The internationalization process of Universidad de Santiago de Chile has taken a step forward thanks to the new frame agreement signed with the University of Michigan, USA.

The initiative emerged in the context of a project led by Dr Gloria Baigorrotegui, professor at the Institute for Advanced Studies (IDEA, in Spanish) of Universidad da Santiago de Chile. The project is focused on the management of electric and electronical waste in Chile.

The agreement was signed by Dr Juan Manuel Zolezzi, President of Universidad de Santiago, and Julie Olivero, Project Representative of the Office of Research and Sponsored Projects of the University of Michigan, and its goal is to promote the development and cultural dissemination, and particularly, higher education development and scientific and technological research for a period of three years.   

The agreement seeks to forge links in areas like student exchange; professor and researcher exchange; professor and researcher training and continuing education; information exchange; research and projects; courses; seminars; conferences; workshops, and publications, and others.

The relationship between Dr Baigorrotegui and the University of Michigan started with her work at the IDEA related to the fields of environment, energy and sustainability.

The goal of the project is to explore potential solutions to recycle and dispose electronic waste in Chile.
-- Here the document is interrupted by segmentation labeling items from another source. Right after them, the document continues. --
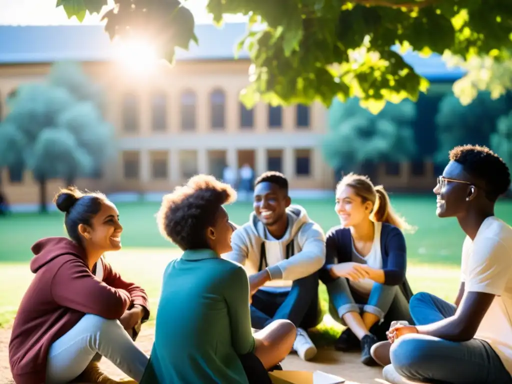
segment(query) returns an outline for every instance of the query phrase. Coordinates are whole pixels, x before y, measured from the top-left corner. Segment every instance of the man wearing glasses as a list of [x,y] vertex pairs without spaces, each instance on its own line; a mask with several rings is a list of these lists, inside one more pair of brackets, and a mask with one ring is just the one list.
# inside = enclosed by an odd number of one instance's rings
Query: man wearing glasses
[[416,326],[390,329],[393,383],[512,383],[512,228],[495,216],[510,184],[508,168],[485,147],[458,146],[434,189],[436,213],[455,217],[466,237],[455,305],[421,292]]

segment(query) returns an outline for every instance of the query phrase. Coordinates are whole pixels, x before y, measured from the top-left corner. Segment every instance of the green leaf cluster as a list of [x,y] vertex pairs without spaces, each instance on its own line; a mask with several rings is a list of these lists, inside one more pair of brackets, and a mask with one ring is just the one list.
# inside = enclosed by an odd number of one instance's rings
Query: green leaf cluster
[[416,105],[409,100],[387,104],[377,115],[355,98],[335,101],[329,111],[329,130],[323,154],[335,169],[359,172],[364,163],[400,162],[416,152],[412,124]]

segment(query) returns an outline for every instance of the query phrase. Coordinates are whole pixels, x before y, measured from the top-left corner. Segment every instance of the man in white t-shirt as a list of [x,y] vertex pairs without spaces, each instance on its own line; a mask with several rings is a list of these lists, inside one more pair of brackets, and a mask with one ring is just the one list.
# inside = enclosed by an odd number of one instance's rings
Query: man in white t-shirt
[[467,235],[459,294],[455,305],[424,292],[411,298],[416,326],[390,330],[392,365],[385,378],[394,373],[421,382],[510,384],[512,228],[494,216],[510,172],[485,147],[456,147],[434,191],[437,216],[456,218]]

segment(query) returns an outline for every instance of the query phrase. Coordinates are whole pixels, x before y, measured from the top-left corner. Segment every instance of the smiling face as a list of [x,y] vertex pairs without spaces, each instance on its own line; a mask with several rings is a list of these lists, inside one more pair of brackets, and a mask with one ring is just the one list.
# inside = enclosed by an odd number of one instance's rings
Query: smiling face
[[372,207],[371,201],[364,202],[351,187],[342,186],[336,190],[334,210],[344,228],[353,227],[364,220],[369,220]]
[[231,237],[234,229],[226,209],[221,207],[216,217],[215,224],[207,230],[210,247],[218,254],[232,251]]
[[98,214],[89,226],[80,224],[78,230],[87,247],[103,253],[121,249],[122,226],[119,223],[119,213],[113,203],[105,200],[101,203]]
[[462,166],[450,161],[434,188],[437,196],[436,215],[440,218],[457,217],[464,215],[476,196],[475,187]]
[[254,188],[254,213],[267,227],[287,220],[286,208],[291,203],[286,193],[275,184],[264,182]]

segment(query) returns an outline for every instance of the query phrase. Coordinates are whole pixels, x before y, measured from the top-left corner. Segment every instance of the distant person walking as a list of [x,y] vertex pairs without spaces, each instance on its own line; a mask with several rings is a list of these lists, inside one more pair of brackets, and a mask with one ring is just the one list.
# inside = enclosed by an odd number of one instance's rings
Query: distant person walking
[[251,166],[246,163],[239,170],[240,184],[239,190],[244,195],[244,199],[247,200],[252,191],[252,183],[254,180],[254,171]]

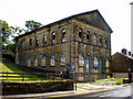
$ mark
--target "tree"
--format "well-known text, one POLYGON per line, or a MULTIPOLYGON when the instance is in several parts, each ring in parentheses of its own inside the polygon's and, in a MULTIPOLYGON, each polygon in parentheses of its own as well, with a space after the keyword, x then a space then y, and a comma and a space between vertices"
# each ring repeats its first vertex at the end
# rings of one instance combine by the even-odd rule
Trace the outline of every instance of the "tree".
POLYGON ((25 21, 25 28, 28 28, 28 32, 32 31, 32 30, 35 30, 38 28, 41 28, 41 26, 42 26, 42 24, 40 22, 35 22, 33 20, 25 21))
POLYGON ((12 35, 9 24, 6 21, 0 20, 0 35, 2 36, 2 43, 8 43, 8 38, 12 35))

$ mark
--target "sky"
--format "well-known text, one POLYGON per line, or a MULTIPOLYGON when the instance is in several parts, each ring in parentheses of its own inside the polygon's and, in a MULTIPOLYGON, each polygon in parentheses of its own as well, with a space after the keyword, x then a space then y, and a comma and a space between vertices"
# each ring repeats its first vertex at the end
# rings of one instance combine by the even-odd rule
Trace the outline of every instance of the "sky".
POLYGON ((110 28, 112 55, 131 51, 131 2, 133 0, 0 0, 0 20, 24 28, 34 20, 47 25, 73 14, 99 10, 110 28))

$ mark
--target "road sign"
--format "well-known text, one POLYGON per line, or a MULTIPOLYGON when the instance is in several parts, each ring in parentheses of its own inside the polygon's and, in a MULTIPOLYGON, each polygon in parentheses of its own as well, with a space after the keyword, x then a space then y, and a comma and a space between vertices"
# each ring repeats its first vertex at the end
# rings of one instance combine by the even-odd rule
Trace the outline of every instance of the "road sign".
POLYGON ((72 70, 72 72, 75 70, 75 66, 74 66, 74 65, 71 66, 71 70, 72 70))

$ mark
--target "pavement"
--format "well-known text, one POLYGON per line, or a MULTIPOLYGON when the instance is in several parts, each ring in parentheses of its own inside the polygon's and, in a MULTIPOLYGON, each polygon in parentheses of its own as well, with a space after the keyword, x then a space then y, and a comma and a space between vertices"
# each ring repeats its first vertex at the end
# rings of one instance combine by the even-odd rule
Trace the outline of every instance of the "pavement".
POLYGON ((16 99, 16 98, 54 98, 54 97, 66 97, 66 96, 74 96, 74 95, 83 95, 83 94, 94 94, 105 90, 112 90, 116 88, 122 88, 130 86, 130 84, 124 85, 113 85, 113 86, 98 86, 92 84, 85 82, 78 82, 76 90, 68 90, 68 91, 55 91, 55 92, 43 92, 43 94, 27 94, 27 95, 10 95, 10 96, 2 96, 1 99, 16 99))

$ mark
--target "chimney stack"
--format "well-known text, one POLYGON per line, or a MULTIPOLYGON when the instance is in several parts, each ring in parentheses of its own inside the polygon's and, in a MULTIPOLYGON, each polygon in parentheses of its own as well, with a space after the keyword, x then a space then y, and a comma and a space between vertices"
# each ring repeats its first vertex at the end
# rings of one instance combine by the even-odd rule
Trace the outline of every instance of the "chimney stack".
POLYGON ((123 50, 122 50, 122 53, 123 53, 124 55, 126 55, 126 50, 125 50, 125 48, 123 48, 123 50))
POLYGON ((129 52, 129 56, 131 56, 131 52, 129 52))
It will have the collaboration of professors at the University of Michigan in fields like engineering, politics and business, and professors at universities in low- and middle-income countries with ongoing recycling operations for electronical waste, which will the object of this study. 

The project also seeks to develop partnerships with recycling workers, the Government and the community at large, and agencies and NGOs, in order to evaluate techniques and options to recycle or eliminate waste, taking into account the impacts on people’s health. 

Dr Baigorrotegui explains that her interest started from the concern about the uncontrolled increase of electric and electronic waste based on the trend of producing devices in a regimen of planned obsolescence, as well as the overconsumption of products containing mineral and chemical compounds which are dangerous to handle.

She says that with the study that she leads, Chile could become a model regarding international regulations in the climate change context. “Because Chile has not only focused on responding to the OECD’s regulatory requirements: it has also adapted and enriched them by incorporating social inclusion aspects, something new in Latin America and the countries in the global south,” she concludes.